Hoewel een stop gap-ontwerp maakte de M3 een grote impact tijdens de gevechten in de Westelijke Woestijn. De tank was betrouwbaar en het 75 mm kanon was in staat om de vijandige Duitse tanks die het tegenkwam te vernietigen. De M3 was kwetsbaar voor het Duitse 88 mm antitankkanon (een situatie waarmee de meeste geallieerde voertuigen tot het einde van de oorlog te maken kregen), maar het feit dat het hoog explosieve patronen kon afvuren in plaats van alleen pantserdoorborende patronen betekende dat het was meer dan in staat om deze antitankkanonnen te vernietigen, waardoor het gebruik van deze formidabele wapens werd beperkt.
Hoewel het er verouderd uitzag in vergelijking met hedendaagse geallieerde voertuigen, was het chassis van de M3 gemakkelijk te onderhouden en betrouwbaar. Beschadigde ophangingseenheden kunnen heel gemakkelijk worden verwijderd en vervangen, waardoor de M3 gemakkelijker te repareren is dan sommige andere tanks. Dankzij dit onderhouds- en reparatiegemak kon de M3 worden gebruikt als basis voor andere soorten voertuigen, zoals de mobiele artilleriestukken van Priest en Sexton, munitiedragers, gepantserde bergingsvoertuigen en experimentele voertuigen zoals het hooggeclassificeerde 'canal defense light' ( die niets te maken had met het verdedigen van kanalen of wat dan ook!).

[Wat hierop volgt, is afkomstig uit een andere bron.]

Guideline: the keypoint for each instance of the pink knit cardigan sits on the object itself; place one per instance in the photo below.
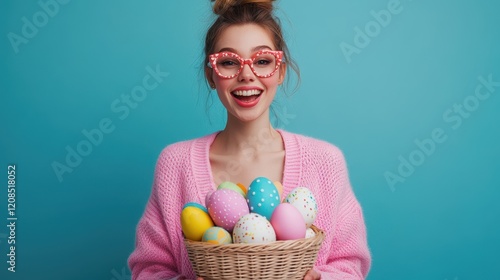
(183, 174)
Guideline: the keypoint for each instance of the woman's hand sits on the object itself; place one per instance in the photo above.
(312, 275)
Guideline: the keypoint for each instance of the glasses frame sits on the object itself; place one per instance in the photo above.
(212, 63)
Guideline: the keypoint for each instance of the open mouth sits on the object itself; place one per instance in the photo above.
(247, 96)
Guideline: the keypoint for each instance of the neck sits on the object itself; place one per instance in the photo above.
(259, 135)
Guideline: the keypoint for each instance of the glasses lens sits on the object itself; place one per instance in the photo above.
(264, 64)
(228, 65)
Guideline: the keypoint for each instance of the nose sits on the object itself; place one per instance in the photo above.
(246, 74)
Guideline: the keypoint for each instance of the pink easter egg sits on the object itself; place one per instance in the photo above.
(288, 222)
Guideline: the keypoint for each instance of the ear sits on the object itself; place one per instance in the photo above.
(208, 75)
(282, 73)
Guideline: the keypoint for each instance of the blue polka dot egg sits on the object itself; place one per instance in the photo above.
(262, 197)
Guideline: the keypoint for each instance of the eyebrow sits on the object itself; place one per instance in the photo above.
(258, 48)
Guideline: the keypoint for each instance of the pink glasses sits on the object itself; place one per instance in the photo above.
(229, 65)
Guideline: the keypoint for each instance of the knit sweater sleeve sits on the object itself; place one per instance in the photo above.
(345, 253)
(157, 252)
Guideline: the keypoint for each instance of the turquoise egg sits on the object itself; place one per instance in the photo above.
(263, 197)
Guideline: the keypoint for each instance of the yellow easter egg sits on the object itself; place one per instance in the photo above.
(195, 222)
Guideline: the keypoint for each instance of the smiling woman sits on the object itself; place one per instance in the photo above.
(246, 60)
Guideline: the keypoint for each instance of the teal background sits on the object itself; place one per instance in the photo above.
(442, 222)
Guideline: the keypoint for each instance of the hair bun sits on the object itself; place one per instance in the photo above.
(222, 6)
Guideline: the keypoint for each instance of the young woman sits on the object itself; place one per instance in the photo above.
(246, 61)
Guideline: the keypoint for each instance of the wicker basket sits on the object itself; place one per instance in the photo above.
(276, 260)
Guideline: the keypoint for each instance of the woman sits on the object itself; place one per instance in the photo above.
(246, 61)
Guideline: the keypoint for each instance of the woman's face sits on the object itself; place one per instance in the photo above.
(246, 96)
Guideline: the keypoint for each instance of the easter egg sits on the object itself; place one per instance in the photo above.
(310, 233)
(226, 207)
(253, 228)
(262, 197)
(231, 186)
(194, 222)
(303, 199)
(288, 222)
(243, 188)
(217, 236)
(279, 187)
(195, 204)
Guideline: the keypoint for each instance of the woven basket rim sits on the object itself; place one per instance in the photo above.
(286, 244)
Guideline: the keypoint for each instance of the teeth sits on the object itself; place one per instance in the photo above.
(247, 92)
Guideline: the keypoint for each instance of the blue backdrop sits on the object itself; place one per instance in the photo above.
(91, 92)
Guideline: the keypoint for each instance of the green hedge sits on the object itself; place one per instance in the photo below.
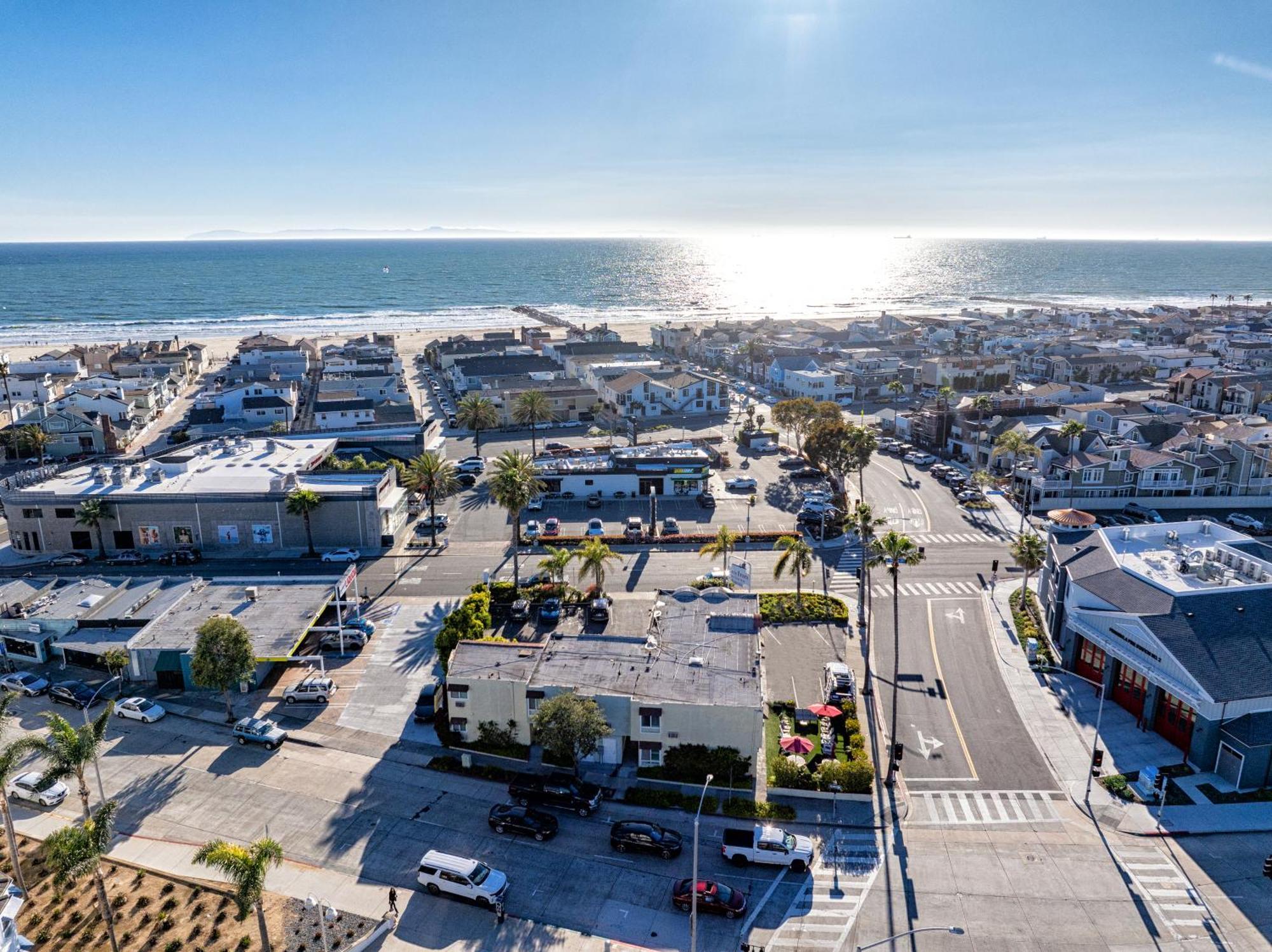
(813, 606)
(754, 810)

De M3 was slechts ongeveer 12 maanden in productie voordat hij in de Amerikaanse, Britse en Canadese dienst werd vervangen door de M4 Sherman, terwijl hij in Rusland werd vervangen door de T34. De komst van zijn opvolgers betekende echter niet het einde van de M3 als frontlinietank. De M3 bleef actie zien in het Verre Oosten, waar het tot het einde van de oorlog meer dan in staat was om de notoir inferieure Japanse gepantserde voertuigen aan te pakken.